Eating Sarah Sundin's great plum jam, I am carried back many years to a manse kitchen in central Illinois. My dad, a gregarious small town Presbyterian preacher, was a thrifty man who couldnl't resist a bargain. Often in his daily travels around the rural roads surrounding town, he would stop for a visit with various church members, and sometimes purchase fruit on the verge of overripeness, that could be 'put up' as jams or preserves. The prices were exceptionally good on Saturday afternoons, when the fruit wouldn't keep until after Sunday. (It was in the days when business wasn't conducted on Sunday, nor the work to preserve the fruit.)

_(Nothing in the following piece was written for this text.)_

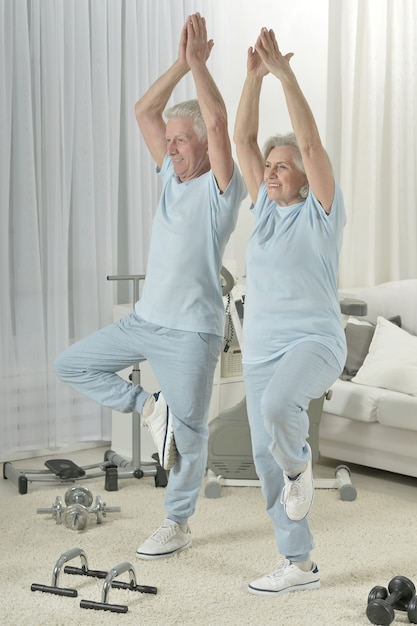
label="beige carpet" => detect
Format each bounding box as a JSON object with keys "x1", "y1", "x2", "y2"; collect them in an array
[{"x1": 0, "y1": 478, "x2": 417, "y2": 626}]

One Saturday afternoon he came into the kitchen beaming with pride at his latest acquisition - a huge basket of 'on the verge' damson plums. I'm sure my mother's heart dropped when she recognized the work necessary to salvage the fruit, but trouper that she was, she donned a long white apron and swathed her hair in one of Daddy's big white hankerchiefs, and attacked the pile of soft plums. Hours later, after sterilizing and filling the glass jars with the product of her labor, the kitchen table boasted many jars of beautiful red jam, still hot from the processing.
Here's where the story gets sticky. (Forgive me.) I don't know how much later it happened. Much of the story remains live, although not enhanced, from the retelling. Suddenly there began a series of loud pops emanating from the kitchen. One...two...three-four-five... Investigation revealed kitchen walls and ceiling newly redecorated with bright red polka dots dribbling down the walls. Some had even reached the hallway of the back staircase. Something had gone wrong in the sealing procedure.
I never heard my gentle, soft-spoken mother ever utter anything that even slightly resembled
a curse word, but her famous last words on that Saturday night:
"Oh, those damson plums!"
(I don't think my dad brought home much Saturday night work after that.)